It is often described as a balance of protection for the environment, a thriving local economy and social responsibility that together lead to a good quality of life for you and future generations. UW Tacoma’s definitions and approaches to sustainability are drawn from national and international initiatives focused on sustainable development.
UW Tacoma’s environmental sustainability efforts are informed by two organizations dedicated to this purpose:
The Association for the Advancement of Sustainability in Higher Education (AASHE) sees higher education as vital in making sure the population understands that environmental, social, and economic forces are interdependent and gains the skills and abilities necessary to meet sustainability challenges. Its mission is to “empower higher education to lead the sustainability transformation,” and it provides a variety of resources and support to this end.
The American College and University Presidents’ Climate Commitment (ACUPCC) is a “high-visibility effort” by college and university presidents to provide leadership in addressing global climate change. The signatories undertake to implement more sustainable practices for campus operations, and to bring their institutions’ significant research and educational influence to bear on developing “the social, economic and technological solutions to reverse global warming and help create a thriving, civil and sustainable society.”
The definition of “sustainability” in relation to the environment has grown out of United Nations commission work on “sustainable development.” In 1987, the World Commission on Environment and Development (aka the Brundtland Commission) published its Report to the UN General Assembly under the title Our Common Future. Chapter 2 defined sustainable development as
“. . . development that meets the needs of the present without compromising the ability of future generations to meet their own needs.”
In 1992, the UN Conference on Environment and Development in Rio de Janeiro laid out a set of 27 principles on sustainable development (the Rio Declaration on Environment and Development), which were expanded upon in the Introduction to the Johannesburg Plan of Implementation from the 2002 World Summit on Sustainable Development.

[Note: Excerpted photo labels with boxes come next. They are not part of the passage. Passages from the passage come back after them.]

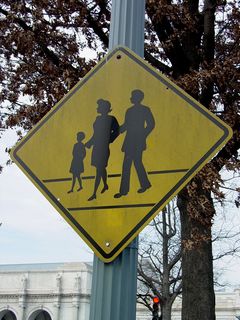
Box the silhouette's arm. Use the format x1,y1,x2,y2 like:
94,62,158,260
145,109,155,136
110,118,120,143
85,135,94,149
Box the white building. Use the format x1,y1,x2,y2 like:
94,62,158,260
0,263,240,320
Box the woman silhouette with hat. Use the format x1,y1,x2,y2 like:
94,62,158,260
85,99,119,201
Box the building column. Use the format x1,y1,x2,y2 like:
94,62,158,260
72,273,81,320
53,273,62,320
18,274,28,320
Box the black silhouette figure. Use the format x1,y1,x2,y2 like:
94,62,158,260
114,90,155,198
68,132,86,193
86,99,119,201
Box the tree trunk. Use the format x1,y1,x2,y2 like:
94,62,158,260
178,187,215,320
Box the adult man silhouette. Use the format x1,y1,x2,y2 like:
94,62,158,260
114,89,155,198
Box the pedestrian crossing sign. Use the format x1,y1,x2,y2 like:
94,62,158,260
12,47,232,262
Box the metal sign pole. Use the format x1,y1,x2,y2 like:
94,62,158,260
90,0,145,320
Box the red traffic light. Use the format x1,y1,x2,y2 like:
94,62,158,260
153,297,160,303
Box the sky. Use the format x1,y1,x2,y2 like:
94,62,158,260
0,130,240,290
0,130,93,264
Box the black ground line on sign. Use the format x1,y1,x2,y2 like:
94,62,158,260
42,169,189,183
68,203,156,211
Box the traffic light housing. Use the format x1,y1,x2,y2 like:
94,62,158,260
152,297,160,320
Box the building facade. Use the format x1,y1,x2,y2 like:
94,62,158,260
0,263,240,320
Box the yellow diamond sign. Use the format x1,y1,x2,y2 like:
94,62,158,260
12,47,231,262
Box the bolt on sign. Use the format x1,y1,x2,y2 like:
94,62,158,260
12,47,232,262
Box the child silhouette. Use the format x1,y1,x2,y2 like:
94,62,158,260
68,132,86,193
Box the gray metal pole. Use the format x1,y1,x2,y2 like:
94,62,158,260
90,0,145,320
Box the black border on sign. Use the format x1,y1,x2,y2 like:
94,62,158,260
13,47,229,259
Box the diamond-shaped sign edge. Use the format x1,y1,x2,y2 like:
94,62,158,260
11,46,232,262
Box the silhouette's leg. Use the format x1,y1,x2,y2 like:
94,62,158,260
134,152,151,193
77,175,82,191
88,168,102,201
101,168,108,193
68,175,76,193
114,153,132,198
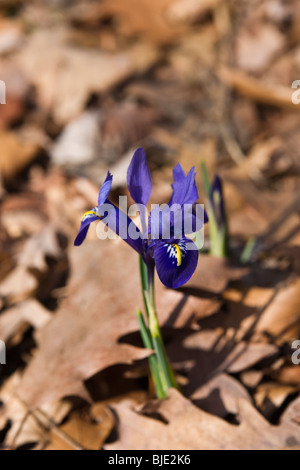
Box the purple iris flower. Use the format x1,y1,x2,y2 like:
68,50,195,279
74,148,208,288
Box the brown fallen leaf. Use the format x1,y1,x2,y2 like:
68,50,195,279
0,299,52,344
274,364,300,386
17,28,158,124
20,240,211,407
218,66,300,112
236,23,285,73
105,390,300,451
0,372,71,449
0,62,30,129
189,373,251,418
181,254,248,295
44,405,114,450
72,0,185,44
254,382,297,418
0,130,39,181
0,266,38,305
18,225,62,272
281,397,300,426
256,279,300,344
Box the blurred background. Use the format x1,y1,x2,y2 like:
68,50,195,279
0,0,300,448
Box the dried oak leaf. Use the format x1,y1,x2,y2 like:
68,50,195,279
17,28,158,124
105,390,300,450
256,279,300,342
19,240,207,406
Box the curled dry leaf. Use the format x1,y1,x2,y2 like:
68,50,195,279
105,390,300,450
0,299,52,343
218,66,300,112
256,279,300,343
0,372,70,449
236,24,285,72
0,130,39,180
189,373,251,418
181,254,248,295
44,405,114,450
18,28,158,124
18,225,62,272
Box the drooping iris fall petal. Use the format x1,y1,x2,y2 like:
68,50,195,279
154,237,198,289
74,207,101,246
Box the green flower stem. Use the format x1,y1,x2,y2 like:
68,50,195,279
138,258,178,398
145,266,178,390
207,208,228,258
200,161,229,258
137,310,166,398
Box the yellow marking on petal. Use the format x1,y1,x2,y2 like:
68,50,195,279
172,243,182,266
81,211,101,221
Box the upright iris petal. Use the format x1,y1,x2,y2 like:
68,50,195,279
127,148,152,206
98,171,113,206
210,175,226,228
154,237,198,289
169,163,199,206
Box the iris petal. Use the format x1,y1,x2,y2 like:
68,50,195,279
98,171,113,206
154,237,198,289
210,175,225,228
127,148,152,206
74,207,101,246
169,163,199,205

“. . . [T]aking into account the Rio principles, . . . (t)hese efforts will also promote the integration of the three components of sustainable development—economic development, social development and environmental protection —as interdependent and mutually reinforcing pillars. Poverty eradication, changing unsustainable patterns of production and consumption and protecting and managing the natural resource base of economic and social development are overarching objectives of, and essential requirements for, sustainable development.”